The top areas for customer satisfaction that drive net promoter scores are evaluating insurance, buying insurance and resolving administrative functions. Payers can invest in technologies to provide a richer shopping and support experience to members, the report said.
AI can be implemented in applying advanced call analytics to deploy proactive customer outreach, combined with automated communications. This can deflect the potential influx of avoidable calls, while improving overall satisfaction by anticipating the needs of customers, the report said.
AI can be used to prevent duplication downstream in the benefits capture process. A benefits-capture utility can be developed using natural language processing to validate benefits data entry.
AI can identifying and compile claims, which is now often a manual process.
Prior authorization currently requires multiple stakeholders to approve requests for treatment. To automate and standardize medical policy, robotic process automation can be deployed to auto-approve requests. Intelligence automation and virtual agents can streamline the intake of information for the initial steps of eligibility and prior authorization requests, allowing agents to focus on more complex cases.

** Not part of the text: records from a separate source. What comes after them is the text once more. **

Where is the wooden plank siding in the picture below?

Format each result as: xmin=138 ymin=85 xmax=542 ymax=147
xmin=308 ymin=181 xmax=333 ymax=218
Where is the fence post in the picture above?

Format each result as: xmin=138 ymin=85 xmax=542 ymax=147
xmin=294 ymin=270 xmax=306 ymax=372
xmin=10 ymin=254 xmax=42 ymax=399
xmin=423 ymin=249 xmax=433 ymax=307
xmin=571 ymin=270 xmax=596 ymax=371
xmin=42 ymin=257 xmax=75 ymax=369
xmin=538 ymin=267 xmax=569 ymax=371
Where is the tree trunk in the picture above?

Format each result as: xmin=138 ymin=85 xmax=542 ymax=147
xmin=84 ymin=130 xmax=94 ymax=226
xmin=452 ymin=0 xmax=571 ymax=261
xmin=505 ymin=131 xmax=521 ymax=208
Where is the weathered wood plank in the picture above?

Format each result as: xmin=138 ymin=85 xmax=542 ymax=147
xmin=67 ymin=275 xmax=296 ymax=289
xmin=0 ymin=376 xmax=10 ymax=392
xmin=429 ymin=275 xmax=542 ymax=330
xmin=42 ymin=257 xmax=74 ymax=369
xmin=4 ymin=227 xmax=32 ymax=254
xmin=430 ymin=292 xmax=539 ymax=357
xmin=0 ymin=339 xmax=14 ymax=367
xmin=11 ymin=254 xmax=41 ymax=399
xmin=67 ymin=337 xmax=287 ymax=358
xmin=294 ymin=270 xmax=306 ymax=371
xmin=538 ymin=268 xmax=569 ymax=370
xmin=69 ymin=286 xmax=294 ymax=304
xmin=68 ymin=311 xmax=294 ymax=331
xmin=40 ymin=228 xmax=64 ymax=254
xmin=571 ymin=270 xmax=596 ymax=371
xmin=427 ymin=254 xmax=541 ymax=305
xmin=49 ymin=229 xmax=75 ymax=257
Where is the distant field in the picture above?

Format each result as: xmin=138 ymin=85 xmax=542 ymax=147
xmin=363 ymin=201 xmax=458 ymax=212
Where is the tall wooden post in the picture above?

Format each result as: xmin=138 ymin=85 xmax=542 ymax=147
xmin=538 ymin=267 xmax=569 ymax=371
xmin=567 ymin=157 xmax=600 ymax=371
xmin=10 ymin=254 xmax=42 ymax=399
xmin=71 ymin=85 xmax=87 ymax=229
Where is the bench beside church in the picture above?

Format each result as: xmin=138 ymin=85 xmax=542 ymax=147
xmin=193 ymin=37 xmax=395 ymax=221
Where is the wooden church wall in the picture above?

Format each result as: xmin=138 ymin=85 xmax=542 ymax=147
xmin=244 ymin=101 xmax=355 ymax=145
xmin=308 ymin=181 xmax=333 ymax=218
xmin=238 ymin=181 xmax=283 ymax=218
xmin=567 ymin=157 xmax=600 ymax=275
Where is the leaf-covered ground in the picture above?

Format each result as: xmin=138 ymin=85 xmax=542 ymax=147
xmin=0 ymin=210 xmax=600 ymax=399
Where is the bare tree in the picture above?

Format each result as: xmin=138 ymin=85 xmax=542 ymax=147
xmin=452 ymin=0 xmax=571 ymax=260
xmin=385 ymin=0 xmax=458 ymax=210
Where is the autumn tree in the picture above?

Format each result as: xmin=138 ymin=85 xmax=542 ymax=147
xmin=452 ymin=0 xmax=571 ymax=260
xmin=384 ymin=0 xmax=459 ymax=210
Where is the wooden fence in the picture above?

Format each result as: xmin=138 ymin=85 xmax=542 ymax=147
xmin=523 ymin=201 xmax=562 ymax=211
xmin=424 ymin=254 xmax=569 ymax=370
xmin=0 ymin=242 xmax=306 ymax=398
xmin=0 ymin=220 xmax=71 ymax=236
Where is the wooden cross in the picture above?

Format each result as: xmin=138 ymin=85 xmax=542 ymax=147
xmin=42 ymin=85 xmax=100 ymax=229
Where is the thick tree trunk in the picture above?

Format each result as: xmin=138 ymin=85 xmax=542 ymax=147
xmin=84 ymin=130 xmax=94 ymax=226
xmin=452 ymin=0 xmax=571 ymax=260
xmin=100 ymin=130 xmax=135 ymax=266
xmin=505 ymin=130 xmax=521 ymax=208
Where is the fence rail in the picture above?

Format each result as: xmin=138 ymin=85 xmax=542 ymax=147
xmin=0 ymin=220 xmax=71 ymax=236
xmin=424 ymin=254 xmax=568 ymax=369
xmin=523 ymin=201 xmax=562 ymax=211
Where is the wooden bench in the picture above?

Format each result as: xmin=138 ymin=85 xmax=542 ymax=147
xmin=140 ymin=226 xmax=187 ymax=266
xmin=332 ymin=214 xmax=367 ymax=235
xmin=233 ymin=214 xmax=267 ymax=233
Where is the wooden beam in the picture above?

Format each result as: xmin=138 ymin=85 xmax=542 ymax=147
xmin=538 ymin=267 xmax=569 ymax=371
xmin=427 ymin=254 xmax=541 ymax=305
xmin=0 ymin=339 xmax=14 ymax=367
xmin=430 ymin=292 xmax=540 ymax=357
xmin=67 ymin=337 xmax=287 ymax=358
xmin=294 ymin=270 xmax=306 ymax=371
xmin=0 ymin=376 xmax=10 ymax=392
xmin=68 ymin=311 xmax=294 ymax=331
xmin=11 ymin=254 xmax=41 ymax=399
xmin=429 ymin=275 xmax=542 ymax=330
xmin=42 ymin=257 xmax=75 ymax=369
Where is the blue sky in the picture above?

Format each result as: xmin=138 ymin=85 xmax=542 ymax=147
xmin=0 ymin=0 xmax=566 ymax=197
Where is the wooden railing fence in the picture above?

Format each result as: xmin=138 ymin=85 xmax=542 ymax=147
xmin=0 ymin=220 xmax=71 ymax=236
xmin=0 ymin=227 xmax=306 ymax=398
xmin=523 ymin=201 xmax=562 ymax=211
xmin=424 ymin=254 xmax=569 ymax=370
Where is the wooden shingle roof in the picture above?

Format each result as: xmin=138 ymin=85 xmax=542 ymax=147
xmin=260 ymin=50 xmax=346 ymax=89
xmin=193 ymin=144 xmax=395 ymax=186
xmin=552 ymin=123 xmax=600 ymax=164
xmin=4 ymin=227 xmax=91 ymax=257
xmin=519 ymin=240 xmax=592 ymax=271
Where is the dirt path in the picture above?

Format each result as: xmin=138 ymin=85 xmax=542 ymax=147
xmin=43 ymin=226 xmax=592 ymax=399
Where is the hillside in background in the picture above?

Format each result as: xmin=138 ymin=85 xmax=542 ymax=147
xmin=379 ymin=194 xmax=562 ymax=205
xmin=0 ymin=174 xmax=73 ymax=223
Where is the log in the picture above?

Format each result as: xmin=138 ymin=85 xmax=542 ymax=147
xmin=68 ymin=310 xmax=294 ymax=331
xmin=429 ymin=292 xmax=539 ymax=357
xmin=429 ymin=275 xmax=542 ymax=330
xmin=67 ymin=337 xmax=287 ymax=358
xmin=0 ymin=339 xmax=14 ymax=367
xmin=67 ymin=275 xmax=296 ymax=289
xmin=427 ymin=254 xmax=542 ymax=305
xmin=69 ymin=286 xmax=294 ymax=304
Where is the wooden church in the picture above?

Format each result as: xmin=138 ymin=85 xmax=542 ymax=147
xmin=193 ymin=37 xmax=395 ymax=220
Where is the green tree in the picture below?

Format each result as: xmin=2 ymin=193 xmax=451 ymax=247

Machine learning can streamline the process of reviewing claims by providing a recommendation for handling a pending claim that a human can approve or modify. Over time, self-learning will enable faster and more accurate responses to claims needing clinical review, the report said.
To be implemented, AI transformation needs a stable and efficient infrastructure. Payers must identify gaps such as data quality and security.
The organization must have the governance structure to manage projects through to implementation.
The right vendor must be identified and there must be a roadmap to implementation, the report said.
Accenture is a consultant and services company. The report used information from a 2017 Accenture survey of 10,000 consumers to understand how their insurance companies perform across nine healthcare consumer experience touchpoints.